The week of events will open with a roundtable on “Why we study languages” with Associate Dean Stefania Burk in conversation with faculty members from across the language disciplines. Then Arts Multilingual Week programming explodes with five days of programming that include three exciting student-centred events: an exhibition of untranslatable words and idioms, a Speech Contest on “What Multilingualism means to me…” and a Multilingual Poetry Slam.
In addition to Lightning Talks on Multilingual Pedagogies and various events on Multilingualism in teaching, research, and community practice, Arts Multilingual Week will also feature conversations on Indigenous languages and the Indigenous Atlas of Canada, Indigenizing language programs, a virtual American Sign Language (ASL) workshop, an introduction to DeafBlind Protactile Communication, and a presentation on the Deaf community and the marginalization of signed languages by local celebrity and UBC instructor Nigel Howard as well as a Bollywood Film Night with Popcorn and Pakora.

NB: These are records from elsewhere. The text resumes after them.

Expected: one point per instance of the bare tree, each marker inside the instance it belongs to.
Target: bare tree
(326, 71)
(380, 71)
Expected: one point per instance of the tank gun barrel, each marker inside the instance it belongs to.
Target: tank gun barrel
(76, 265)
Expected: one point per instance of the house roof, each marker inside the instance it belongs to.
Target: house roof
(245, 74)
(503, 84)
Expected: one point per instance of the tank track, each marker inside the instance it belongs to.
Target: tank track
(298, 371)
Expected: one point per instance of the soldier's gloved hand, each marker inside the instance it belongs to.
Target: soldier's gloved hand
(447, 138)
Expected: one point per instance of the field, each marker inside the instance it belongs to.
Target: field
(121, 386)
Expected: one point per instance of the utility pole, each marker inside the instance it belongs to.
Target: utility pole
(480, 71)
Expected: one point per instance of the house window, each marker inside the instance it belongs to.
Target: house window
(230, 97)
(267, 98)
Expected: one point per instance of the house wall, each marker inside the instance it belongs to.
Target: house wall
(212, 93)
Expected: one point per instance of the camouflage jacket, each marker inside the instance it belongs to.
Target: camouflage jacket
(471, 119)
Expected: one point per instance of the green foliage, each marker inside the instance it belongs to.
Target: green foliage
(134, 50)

Finally, Dr. Guofang Li, UBC Professor and Canada Research Chair in Transnational/Global Perspectives of Language and Literacy Education of Children and Youth from the Department of Language and Literacy Education will give a keynote entitled “Multilingualism as a Gift: Changing Mindsets, Changing Worlds”; Indigenous comics artist Cole Pauls will present his work on Indigenous language revitalization and his newest comic book Kwändǖr; and comics scholar Katherine Kelp-Stebbins will present research from her new book How Comics Travel: Publication, Translation, Radical Literacies (2022) in a talk entitled “Multilingualism in Comics from Haida Gwaii to Beirut.”
For more information on programming, please see our program schedule.
Events will take place in Dodson (room 302) in the Irving K. Barber Learning Centre (IKBLC) or in the Asian Studies Auditorium.
A light lunch will be served daily at 12 PM in Dodson (room 302) in the IKBLC.